Vengeance aside, Stephens, 38, had also long felt that a brashly gay teen sex comedy, targeted exclusively to a gay audience, was long overdue, so he whipped up the story with his boyfriend of 20 years, Tim Kaltenecker. "I think the audience has been waiting for a gay teen sex comedy," Stephens opines. "I know I have and wish that I could have seen this movie when I was 15 years old."

He first savored an opportunity to gauge audience reactions (and do preliminary casting) when New York City's NewFest and the Philadelphia International Gay and Lesbian Film Festival presented staged readings of the script in 2004. Actor Jonah Blechman--who smooched Leonardo DiCaprio in This Boy's Life--was among the participants. "When I first read the script I was initially like, 'This is so wrong, I could never take part,' " he admits. Eventually, however, the bisexual Blechman found himself so intrigued by his own shocked reaction and by Stephens's crossover-appeal-be-damned mind-set that he signed on as executive producer.

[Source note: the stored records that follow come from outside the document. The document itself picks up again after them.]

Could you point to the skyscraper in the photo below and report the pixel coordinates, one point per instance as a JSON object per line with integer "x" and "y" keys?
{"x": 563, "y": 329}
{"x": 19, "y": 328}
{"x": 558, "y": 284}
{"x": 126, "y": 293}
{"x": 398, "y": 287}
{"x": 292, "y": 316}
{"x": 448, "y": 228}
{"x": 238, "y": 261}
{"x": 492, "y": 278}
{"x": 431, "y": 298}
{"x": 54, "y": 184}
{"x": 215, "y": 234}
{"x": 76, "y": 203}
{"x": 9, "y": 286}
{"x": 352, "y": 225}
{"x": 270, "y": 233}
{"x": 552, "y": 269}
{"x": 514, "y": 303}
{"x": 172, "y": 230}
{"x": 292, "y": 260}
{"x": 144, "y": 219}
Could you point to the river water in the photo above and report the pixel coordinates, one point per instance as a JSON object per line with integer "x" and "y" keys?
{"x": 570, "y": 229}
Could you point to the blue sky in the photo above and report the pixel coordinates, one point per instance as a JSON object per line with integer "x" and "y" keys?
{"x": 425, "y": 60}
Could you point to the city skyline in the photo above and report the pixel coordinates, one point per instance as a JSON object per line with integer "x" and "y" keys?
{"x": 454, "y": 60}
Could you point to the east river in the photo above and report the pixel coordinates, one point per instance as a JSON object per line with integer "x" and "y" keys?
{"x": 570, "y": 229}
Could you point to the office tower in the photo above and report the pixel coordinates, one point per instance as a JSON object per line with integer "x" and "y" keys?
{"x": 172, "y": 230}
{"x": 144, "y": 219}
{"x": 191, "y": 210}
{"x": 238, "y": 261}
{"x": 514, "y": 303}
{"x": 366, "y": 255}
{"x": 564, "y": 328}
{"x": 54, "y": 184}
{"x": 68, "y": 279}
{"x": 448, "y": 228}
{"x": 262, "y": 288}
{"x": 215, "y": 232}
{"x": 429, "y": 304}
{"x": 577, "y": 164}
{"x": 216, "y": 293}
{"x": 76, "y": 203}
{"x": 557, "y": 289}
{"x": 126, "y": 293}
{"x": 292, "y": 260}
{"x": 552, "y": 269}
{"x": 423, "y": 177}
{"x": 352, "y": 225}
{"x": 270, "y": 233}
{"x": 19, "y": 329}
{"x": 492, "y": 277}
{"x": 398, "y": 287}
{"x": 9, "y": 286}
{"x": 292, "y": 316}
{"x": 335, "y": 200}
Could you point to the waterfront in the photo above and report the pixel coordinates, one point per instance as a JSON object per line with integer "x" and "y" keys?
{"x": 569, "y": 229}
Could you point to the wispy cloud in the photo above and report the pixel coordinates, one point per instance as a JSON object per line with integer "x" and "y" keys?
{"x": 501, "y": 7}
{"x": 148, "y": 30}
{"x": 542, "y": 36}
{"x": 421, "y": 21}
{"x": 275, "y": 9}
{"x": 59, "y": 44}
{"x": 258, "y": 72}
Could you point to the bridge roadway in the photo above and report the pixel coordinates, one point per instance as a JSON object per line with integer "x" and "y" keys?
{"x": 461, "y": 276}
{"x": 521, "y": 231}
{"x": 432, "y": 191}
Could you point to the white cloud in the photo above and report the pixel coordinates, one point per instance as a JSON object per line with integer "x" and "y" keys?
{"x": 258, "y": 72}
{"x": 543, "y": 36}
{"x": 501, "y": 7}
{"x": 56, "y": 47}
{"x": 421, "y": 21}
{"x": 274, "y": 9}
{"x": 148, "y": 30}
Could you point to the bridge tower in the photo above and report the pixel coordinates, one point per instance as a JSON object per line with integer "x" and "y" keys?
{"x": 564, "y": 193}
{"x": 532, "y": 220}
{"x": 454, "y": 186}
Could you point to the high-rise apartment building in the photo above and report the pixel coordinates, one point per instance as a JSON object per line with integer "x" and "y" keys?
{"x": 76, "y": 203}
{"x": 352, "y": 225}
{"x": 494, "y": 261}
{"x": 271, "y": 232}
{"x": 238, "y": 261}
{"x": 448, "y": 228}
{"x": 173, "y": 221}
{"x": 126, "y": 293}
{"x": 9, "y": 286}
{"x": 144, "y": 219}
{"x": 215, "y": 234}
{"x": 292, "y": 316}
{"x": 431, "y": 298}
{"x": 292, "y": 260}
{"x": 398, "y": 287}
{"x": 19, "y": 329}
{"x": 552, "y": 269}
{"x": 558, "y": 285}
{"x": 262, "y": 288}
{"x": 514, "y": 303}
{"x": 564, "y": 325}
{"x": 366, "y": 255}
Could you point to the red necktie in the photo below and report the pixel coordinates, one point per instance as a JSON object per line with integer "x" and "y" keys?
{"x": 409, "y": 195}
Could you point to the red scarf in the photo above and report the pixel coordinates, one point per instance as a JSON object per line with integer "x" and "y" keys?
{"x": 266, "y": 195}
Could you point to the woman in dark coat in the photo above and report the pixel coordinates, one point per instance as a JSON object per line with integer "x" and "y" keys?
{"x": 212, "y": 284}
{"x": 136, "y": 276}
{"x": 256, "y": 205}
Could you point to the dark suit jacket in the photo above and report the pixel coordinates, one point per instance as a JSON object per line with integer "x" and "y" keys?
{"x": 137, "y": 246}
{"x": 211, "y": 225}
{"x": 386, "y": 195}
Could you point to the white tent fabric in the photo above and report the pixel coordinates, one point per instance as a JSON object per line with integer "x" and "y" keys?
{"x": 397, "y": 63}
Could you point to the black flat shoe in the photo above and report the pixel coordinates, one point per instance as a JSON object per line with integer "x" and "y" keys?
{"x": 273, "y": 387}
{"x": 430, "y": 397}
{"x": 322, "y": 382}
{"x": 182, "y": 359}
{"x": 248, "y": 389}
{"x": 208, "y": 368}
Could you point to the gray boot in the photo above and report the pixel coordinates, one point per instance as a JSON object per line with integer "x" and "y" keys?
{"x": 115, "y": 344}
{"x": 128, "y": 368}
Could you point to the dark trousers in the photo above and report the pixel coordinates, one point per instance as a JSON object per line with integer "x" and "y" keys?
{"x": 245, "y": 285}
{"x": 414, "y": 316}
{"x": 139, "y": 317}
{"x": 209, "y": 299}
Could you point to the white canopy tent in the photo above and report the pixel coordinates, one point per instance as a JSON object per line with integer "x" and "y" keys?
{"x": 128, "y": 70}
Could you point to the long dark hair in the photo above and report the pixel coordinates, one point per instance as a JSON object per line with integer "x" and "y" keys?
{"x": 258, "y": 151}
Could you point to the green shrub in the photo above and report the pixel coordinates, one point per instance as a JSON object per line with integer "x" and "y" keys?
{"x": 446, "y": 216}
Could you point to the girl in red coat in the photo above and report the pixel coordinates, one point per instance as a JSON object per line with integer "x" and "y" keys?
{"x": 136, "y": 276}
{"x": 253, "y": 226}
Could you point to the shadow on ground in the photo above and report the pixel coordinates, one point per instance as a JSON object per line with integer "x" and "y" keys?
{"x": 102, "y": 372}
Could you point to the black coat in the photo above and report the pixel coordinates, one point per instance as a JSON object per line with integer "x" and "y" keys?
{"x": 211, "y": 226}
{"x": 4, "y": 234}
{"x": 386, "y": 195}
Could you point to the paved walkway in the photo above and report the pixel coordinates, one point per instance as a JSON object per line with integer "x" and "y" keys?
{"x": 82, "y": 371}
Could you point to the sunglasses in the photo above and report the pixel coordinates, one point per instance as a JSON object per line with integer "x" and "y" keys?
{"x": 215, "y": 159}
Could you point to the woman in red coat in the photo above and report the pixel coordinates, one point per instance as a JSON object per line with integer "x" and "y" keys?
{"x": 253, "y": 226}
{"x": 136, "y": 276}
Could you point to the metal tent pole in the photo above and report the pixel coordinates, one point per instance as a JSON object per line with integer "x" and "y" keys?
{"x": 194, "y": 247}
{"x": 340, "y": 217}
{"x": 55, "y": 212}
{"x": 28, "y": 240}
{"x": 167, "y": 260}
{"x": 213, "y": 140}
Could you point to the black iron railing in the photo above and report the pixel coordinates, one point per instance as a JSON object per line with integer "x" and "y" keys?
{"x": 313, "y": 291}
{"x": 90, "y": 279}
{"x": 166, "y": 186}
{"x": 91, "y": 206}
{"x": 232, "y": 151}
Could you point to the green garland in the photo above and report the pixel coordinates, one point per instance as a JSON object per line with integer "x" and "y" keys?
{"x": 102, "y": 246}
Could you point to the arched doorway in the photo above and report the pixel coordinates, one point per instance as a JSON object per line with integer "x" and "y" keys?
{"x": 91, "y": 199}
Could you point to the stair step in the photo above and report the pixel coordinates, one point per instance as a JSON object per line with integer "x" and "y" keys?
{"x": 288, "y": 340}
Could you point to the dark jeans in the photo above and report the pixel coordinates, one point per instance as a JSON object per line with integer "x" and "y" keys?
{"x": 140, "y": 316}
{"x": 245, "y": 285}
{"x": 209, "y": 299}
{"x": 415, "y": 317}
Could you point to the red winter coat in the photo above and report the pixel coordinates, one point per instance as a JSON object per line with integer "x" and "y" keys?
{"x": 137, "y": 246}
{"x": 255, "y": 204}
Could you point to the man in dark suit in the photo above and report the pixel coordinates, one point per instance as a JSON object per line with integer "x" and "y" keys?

Icon Nancy Sinatra was tickled enough to sing the film's title song, "Another Gay Sunshine Day." And an impressive roster of names joined the cast, including Scott Thompson and John "Lypsinka" Epperson; Survivor winner-cum-convict Richard Hatch ("And we do reveal all of Hatch once and for all," gloats Stephens); Noah's Arc star Darryl Stephens; and talk show host Graham Norton, who plays a teacher possessing a monstrous, Tom of Finland-esque organ dubbed "Rodzilla." "When Graham walked around in the giant [prosthetic Rodzilla] penis and nipples, I just was like, 'I can't believe this is happening,' " Stephens admits. "But I thought that was my job--to go too far sometimes."

Yet it was a newcomer, fresh-faced New York-based actor Michael Carbonaro, who took on the most consistently audacious, daring material, from a confrontation with Rodzilla to a naked sprint down a neighborhood street ("I was feeling pretty vulnerable that day") to the aforementioned quiche-and-gerbil scene. "I burned myself during that scene, no joke," Carbonaro says. "Those were real quiches, and they had just come out of the oven. I was pushing it against me, and now when I watch the film, I'm like, 'Why didn't we use an empty dish?' "

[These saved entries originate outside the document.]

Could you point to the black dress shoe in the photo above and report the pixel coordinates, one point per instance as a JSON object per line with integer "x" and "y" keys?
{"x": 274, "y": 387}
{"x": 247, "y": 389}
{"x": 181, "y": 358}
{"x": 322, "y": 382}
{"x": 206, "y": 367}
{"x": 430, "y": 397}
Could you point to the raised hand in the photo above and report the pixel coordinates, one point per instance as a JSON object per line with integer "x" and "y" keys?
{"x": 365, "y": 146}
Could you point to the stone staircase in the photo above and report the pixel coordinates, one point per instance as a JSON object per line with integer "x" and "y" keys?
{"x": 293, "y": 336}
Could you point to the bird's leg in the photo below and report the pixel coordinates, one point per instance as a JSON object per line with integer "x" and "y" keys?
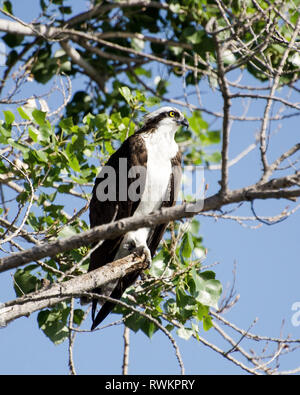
{"x": 144, "y": 250}
{"x": 135, "y": 246}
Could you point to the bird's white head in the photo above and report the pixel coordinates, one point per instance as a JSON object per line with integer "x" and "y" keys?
{"x": 168, "y": 117}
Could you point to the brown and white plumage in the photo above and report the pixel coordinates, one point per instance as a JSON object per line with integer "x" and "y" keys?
{"x": 153, "y": 149}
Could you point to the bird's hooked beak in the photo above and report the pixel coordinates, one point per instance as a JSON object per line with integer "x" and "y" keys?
{"x": 184, "y": 122}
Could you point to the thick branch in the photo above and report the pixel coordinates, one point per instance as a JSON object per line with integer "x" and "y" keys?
{"x": 61, "y": 291}
{"x": 165, "y": 215}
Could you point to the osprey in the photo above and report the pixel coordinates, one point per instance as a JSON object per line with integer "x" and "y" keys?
{"x": 142, "y": 176}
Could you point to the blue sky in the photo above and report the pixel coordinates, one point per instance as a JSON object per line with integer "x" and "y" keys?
{"x": 268, "y": 274}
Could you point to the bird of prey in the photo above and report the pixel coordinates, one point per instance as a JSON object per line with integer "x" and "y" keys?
{"x": 142, "y": 176}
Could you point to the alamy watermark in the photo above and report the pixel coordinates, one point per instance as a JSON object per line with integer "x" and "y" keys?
{"x": 135, "y": 184}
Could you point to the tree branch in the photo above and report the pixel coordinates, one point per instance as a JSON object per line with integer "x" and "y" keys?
{"x": 58, "y": 292}
{"x": 165, "y": 215}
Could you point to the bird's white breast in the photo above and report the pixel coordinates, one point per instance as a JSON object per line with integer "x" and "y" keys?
{"x": 161, "y": 148}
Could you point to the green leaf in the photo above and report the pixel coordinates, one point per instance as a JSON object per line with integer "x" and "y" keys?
{"x": 74, "y": 164}
{"x": 184, "y": 333}
{"x": 187, "y": 245}
{"x": 54, "y": 323}
{"x": 39, "y": 117}
{"x": 9, "y": 117}
{"x": 7, "y": 6}
{"x": 207, "y": 290}
{"x": 207, "y": 323}
{"x": 18, "y": 146}
{"x": 125, "y": 92}
{"x": 23, "y": 113}
{"x": 148, "y": 327}
{"x": 25, "y": 282}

Carbonaro says he'd be game for a sequel. Box office willing, Stephens already has one in mind. Set in Fort Lauderdale, Fla., Another Another Gay Movie: Gays Gone Wild will see the postvirginal teens jockeying to have the most sex during spring break. Yet there's a slightly bigger question mark for now than whether a sequel or slew of rip-offs will be hatched--namely, what happened to all that quiche?

"Sadly, I don't think anybody did eat it," Stephens shrugs. "I think it just got trashed. Such a beautiful quiche too."